Words can hurt or inspire
Father J. Ronald Knott
Balance and weigh your words. Sirach 28:25
As a child, “name calling” was a regular part of life. I was both perpetrator and victim. As a skinny, little, underweight kid, one of my few defenses when I was a verbal victim was to pretend that it didn’t hurt when I was called names. I remember a little song that we used to sing back to those who wanted to deliver a hurtful verbal punch. “Sticks and stones may break my bones, but words will never hurt me!”
That was not only a very poor coping mechanism, it was a big fat lie.
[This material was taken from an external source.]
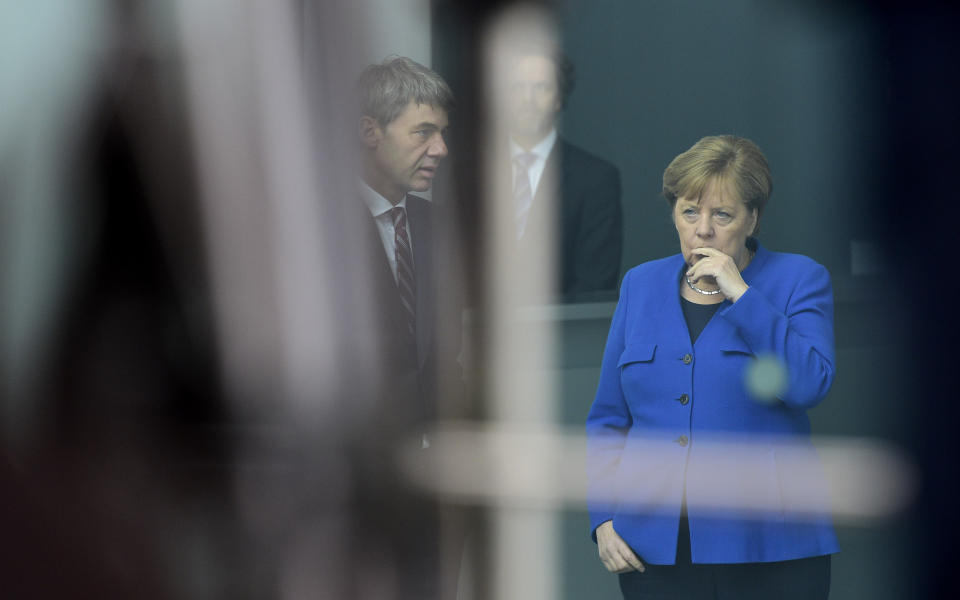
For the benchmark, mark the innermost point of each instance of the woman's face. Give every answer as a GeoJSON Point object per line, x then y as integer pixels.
{"type": "Point", "coordinates": [718, 219]}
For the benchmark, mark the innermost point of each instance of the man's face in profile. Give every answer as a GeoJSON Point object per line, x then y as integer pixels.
{"type": "Point", "coordinates": [534, 98]}
{"type": "Point", "coordinates": [407, 151]}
Dave Barnes, in his song, “Sticks and Stones,” is more truthful. “I’d rather have sticks and stones and broken bones than the words you say to me, cause I know bruises heal and cuts will seal but your words beat the life from me.” The reality is that words can be just as painful, scarring and brutal as “sticks and stones.”
“Name calling” has escalated dramatically since I was a child, especially with the introduction of “social networking” technology. Hardly a week goes by that we do not hear about another teen suicide as a result of “cyber bullying.”
Suicide is the third leading cause of death among young people, resulting in about 4,400 deaths per year. For every actual suicide among young people, there are at least 100 attempted suicides. More than 14 percent of high school students have considered suicide, and almost seven percent have attempted it. A study in Britain found that at least half of the suicides among young people are related to bullying.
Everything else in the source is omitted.